Predicting Neurological Deficits with Gaze
Description: Gaze patterns in individuals with Autism Spectrum Disorder (ASD) have been heavily researched as atypical eye gaze movements are part of the diagnosis signs. For example, Yaneva et al. (2015) built an ASD corpus extracting gaze data while individuals with ASD performed web-related tasks; the focus on this research was to enhance web accessibility for people with ASD and to work towards ASD detection leveraging gaze information. Regneri et al. (2016) leveraged gaze data for discourse analysis on individuals with and without ASD, their main objective being to evaluate text cohesion between varied groups. Leveraging information from gaze patterns has assisted researchers in further understanding the underlying aspects of language comprehension and production for individuals with neurological deficits such as ASD.
In this project, we aim to utilize machine learning approaches to build on such previous work from psychologists and neuroscientists. Due to the high variability and lack of resources in such a domain, the main objective is to continue building the path towards assistive interactive technologies for individuals with ASD. The task is to use gaze data to classify ASD; the research question is, can we classify individuals generally according to their gaze patterns. As eye tracking data can be sparse and labor intensive to retrieve, particularly for novel groups, we propose to extract the data using OpenFace (Amos et al., 2016). The data can be crawled from, for example, Youtube videos of people with ASD, specifically extracting varied group ages such that we can bin subtypes. The goal here would be to classify ASD with gaze information using a ML approach, and then to further conduct in-depth analysis on variations of gaze patterns specific to variables such as age.
Supervisor: Ekta Sood
Distribution: 20% Literature, 30% Data Collection, 30% Implementation, 20% Data Analysis and Evaluation.
Requirements: Interest in cognitive science (particularly with the human visual perception) and assistive technologies, familiarity with data processing and analysis/statistics, experience with machine learning. It would also be helpful to have exposure to the following frameworks — Tensorflow/PyTorch/Keras.
Literature: Brandon Amos, Bartosz Ludwiczuk, and Mahadev Satyanarayanan. 2016. Openface: A general-purpose face recognition library with mobile applications. CMU School of Computer Science, Technical Report CMU-CS-16-118.

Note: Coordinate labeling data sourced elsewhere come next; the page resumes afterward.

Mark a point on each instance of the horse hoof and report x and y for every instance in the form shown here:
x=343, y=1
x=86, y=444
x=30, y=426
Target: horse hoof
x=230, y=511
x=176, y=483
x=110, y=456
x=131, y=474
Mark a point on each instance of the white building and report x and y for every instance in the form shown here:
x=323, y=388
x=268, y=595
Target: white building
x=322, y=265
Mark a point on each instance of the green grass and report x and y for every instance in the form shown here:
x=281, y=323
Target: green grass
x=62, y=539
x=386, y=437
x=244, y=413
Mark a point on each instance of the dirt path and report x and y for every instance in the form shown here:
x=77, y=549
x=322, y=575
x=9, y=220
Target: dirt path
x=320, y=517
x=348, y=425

Michaela Regneri and Diane King. 2016. Automated discourse analysis of narrations by adolescents with autistic spectrum disorder. Proceedings of the 7th Workshop on Cognitive Aspects of Computational Language Learning.
Victoria Yaneva, Irina Temnikova, and Ruslan Mitkov. 2015. Accessible texts for autism: An eye-tracking study. Proceedings of the 17th International ACM SIGACCESS Conference on Computers & Accessibility (ASSETS).